Reputation: 393
I want to build an autocomplete feature using ElasticSearch and C#. But I am not getting the desired result. For demo purpose this is what I have done.
1) Created index called "names":
PUT names?pretty
2) Added 20 entries using POST command:
POST names/_doc/1
{
"name" : "John Smith"
}
3) List of Names:
[ "John Smith", "John Smitha", "John Smithb", "John Smithc", "John Smithd", "John Smithe", "John Smithf",
"John Smithg", "John Smithh", "John Smithi", "Smith John", "Smitha John", "Smithb John", "Smithc John",
"Smithd John", "Smithe John", "Smithf John", "Smithg John", "Smithh John", "Smithi John",]
4) When I run a prefix query:
GET names/_search
{
"query": {
"prefix": {
"name": {
"value": "Smith"
}
}
}
}
I expect to get back "Smith John", "Smitha John"
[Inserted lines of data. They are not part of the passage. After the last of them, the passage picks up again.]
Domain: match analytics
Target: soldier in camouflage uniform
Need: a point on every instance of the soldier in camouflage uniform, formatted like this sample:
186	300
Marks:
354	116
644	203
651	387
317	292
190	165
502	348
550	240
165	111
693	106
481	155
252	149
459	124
... But I am getting back "John Smith", "John Smitha"
...
What am I doing wrong? What do I need to change and where?
Upvotes: 2
Views: 1560
Reputation: 32376
You are defining your name
field as text
field which by default uses the standard analyzer and converts the tokens to lowercase. You can test this by using the analyze API of ES.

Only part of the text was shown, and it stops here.